Despite extensive cultural, technological and educational changes, the value of reading remains unchallenged and unchallengeable. Reading accurately, fluently and expressively, is an essential starting point for learning. The process of reading, however, is much greater than transference of symbol to sound, and its purpose far richer than the ability to retrieve information or make deductions, essential though these skills are.
For Emily Dickinson’s ‘dead’ words to come alive requires a personal response from each listener or reader. To read well is to go beyond the sound and meaning of the words and to respond to texts intelligently – both intellectually and emotionally – and as a result grow in maturity.
If the purpose of reading literature is to develop both mind and soul, texts read in school must be chosen with utmost care and purpose. English teachers at St Faith’s consider closely whether the quality and sophistication of a text are likely to promote the fullest intellectual and emotional responses, and maximise opportunity to develop each individual pupil’s own use of language. Literature with an appropriate level of challenge is chosen, because maximum learning takes place when there is just the right amount of intellectual stretch for the individual pupil or class.
Reading material which is just within grasp if pupils are at full stretch is intellectually exhilarating: when texts are pitched with an appropriate level of ambition, pupils can become utterly engrossed in a novel, or passionate in their exploration of a newfound poem.
Variety is essential: St Faith’s pupils read great literature that spans the centuries and the continents, written in English or read in translation, written by men and written by women. They read humour and nonsense, satire and speeches, miniatures and masterpieces, poetry, prose and plays.
Reading well develops intelligence by fostering critical thinking skills. In reading Macbeth, year 7 pupils at St Faith’s grapple with ideas of ambition, greed, power, truth and justice. They question, debate and reason together, drawing on fictional episodes to support their assertions. They also learn the value of a ‘play’ – that these great themes can be ‘played out’ and explored in the sphere of the imagination.
Reading well develops intelligence by fostering critical thinking skills
In the same year, pupils read Coleridge’s The Rime of the Ancient Mariner, developing insight into responsibility, the consequences of actions and our relationships with fellow humans and the natural world. Literature is a place of experiment, where great and small actions and events, and resultant profound consequences and soaring emotions, can be experienced vicariously, safely, but nonetheless vividly.
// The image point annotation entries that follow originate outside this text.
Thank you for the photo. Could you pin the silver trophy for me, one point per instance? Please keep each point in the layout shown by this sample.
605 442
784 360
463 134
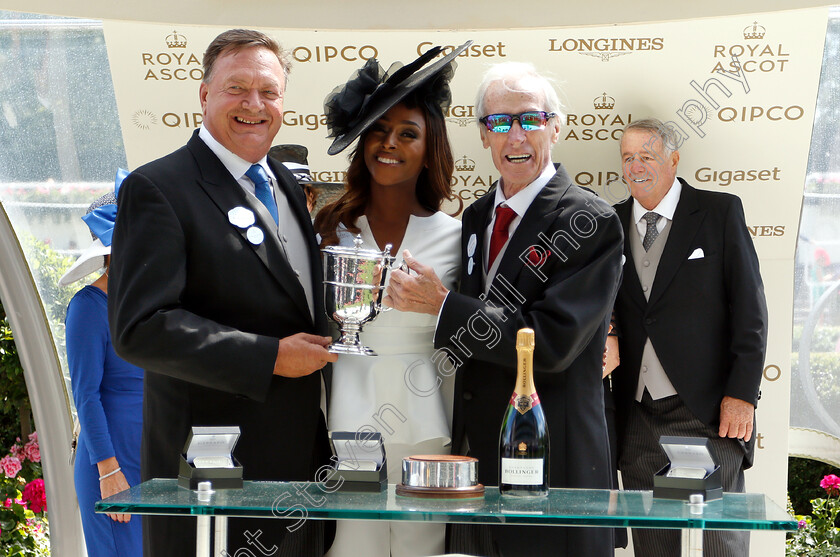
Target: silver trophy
354 280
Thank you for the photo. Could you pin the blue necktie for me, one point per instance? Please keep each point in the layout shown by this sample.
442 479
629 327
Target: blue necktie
262 189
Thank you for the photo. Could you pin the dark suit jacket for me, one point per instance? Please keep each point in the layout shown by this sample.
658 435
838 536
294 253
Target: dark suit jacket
201 309
569 308
706 317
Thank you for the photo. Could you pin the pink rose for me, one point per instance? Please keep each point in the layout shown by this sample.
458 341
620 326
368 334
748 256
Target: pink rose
32 451
10 466
35 495
830 483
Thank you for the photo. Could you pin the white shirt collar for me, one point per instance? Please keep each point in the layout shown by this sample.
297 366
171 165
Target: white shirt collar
665 208
522 199
236 165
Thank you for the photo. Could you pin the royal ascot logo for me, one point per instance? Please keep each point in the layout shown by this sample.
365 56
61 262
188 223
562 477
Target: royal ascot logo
466 184
604 102
176 41
460 114
144 119
465 164
599 125
754 31
752 55
496 50
329 53
173 64
605 49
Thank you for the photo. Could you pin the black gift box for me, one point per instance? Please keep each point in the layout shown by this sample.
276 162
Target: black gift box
209 443
351 452
693 468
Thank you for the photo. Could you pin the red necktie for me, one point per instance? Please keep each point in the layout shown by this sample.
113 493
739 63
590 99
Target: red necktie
504 216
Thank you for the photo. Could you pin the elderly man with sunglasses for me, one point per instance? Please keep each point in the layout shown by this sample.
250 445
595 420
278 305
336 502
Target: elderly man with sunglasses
538 252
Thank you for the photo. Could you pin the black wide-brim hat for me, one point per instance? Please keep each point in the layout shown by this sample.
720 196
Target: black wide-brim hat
351 108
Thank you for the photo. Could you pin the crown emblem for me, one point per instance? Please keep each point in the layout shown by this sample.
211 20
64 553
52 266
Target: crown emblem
465 164
604 102
176 40
754 31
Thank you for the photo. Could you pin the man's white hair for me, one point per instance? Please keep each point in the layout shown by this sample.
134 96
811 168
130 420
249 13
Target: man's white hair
519 74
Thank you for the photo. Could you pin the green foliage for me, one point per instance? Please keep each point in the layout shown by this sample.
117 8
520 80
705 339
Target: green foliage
23 532
12 386
804 477
47 267
818 534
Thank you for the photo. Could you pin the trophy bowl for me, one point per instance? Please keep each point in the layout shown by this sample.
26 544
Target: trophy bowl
354 279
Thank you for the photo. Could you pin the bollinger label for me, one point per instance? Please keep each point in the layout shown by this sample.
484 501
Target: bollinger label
523 403
522 471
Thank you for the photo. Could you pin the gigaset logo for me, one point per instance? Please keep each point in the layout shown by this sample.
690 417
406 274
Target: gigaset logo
472 51
327 53
606 48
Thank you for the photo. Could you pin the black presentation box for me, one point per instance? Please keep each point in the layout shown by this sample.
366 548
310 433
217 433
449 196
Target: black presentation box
693 468
208 457
359 462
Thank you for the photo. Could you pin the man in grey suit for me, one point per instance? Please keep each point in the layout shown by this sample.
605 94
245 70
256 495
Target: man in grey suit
692 324
215 292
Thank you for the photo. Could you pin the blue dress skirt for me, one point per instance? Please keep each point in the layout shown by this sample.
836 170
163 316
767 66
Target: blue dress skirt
108 393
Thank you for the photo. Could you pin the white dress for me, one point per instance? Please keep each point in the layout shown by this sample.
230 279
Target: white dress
399 392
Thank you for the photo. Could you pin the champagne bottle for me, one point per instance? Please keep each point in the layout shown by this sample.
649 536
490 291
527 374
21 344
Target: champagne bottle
523 441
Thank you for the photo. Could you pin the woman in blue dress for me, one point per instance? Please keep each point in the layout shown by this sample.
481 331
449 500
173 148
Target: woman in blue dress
108 393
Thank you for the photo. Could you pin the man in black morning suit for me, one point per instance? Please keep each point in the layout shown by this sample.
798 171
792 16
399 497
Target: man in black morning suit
692 324
215 293
557 273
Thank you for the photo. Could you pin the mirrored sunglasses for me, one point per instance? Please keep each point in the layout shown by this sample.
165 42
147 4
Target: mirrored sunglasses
529 121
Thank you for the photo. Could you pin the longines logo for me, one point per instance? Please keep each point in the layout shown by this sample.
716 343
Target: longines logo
707 175
600 125
473 51
328 53
175 63
145 119
753 55
606 49
460 114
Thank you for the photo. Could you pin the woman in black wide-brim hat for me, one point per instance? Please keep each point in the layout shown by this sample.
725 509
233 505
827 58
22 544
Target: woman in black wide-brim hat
399 176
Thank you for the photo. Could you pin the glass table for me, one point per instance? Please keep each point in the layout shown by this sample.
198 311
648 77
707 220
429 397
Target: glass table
563 507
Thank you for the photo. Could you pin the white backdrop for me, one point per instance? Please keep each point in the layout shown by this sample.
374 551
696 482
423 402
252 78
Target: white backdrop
741 90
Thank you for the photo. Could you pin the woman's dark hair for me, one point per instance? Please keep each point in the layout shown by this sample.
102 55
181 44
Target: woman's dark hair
434 184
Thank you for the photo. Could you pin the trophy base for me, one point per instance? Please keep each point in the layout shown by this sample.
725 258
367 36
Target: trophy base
351 349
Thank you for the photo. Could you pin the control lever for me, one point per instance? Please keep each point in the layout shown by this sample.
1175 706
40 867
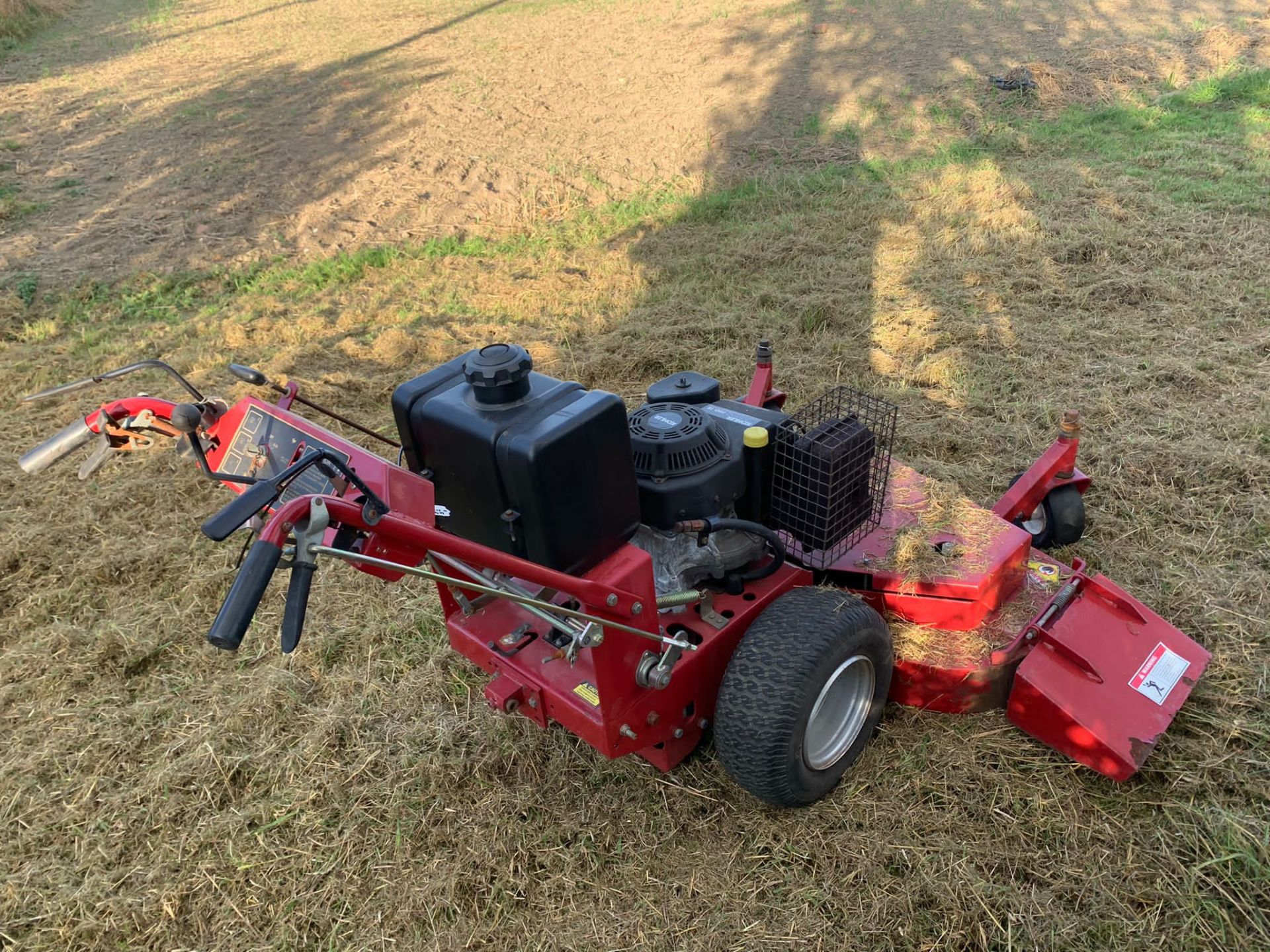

As a result, reading also fosters empathy. Denise Levertov’s Settling or Fleur Adcock’s Immigrant encourage pupils to think about rootedness and alienation; Heaney’s poetry similarly fosters consideration and empathy for those who feel torn between their heritage and their future.
Reading such poetry, pupils develop a sense of awe at the impact of language, and the devastating – or exhilarating – power of the word. At St Faith’s, responses to such rich literature seem almost effortlessly to foster a rich creativity. Pupils’ writing is often lifted to a new level: the heart-rending diary of a chimney sweep after reading Blake; glittering description in imagined pages of Watson’s notebook while reading The Hound of the Baskervilles; or riotously witty character studies based on The Importance of Being Earnest.
Reading good literature undoubtedly feeds the imagination and fosters in the next generation a creative ability to use language confidently, with clarity, precision and impact. As a gateway to broader intellectual maturity, reading needs to be taught purposefully and passionately. We learn to read in order to make better sense of ourselves, our neighbours and our world. We learn to read in order to imagine, create and express more freely and more fully. What children read at school therefore matters enormously as we seek to ensure that children ‘move strongly, confidently and happily forward, intellectually curious, morally and spiritually aware, thoughtfully tolerant, and aesthetically sensitive’ (St Faith’s Curriculum Policy).
Thus we trust that our pupils will be of great benefit to society in due time, wherever in the global community they find themselves.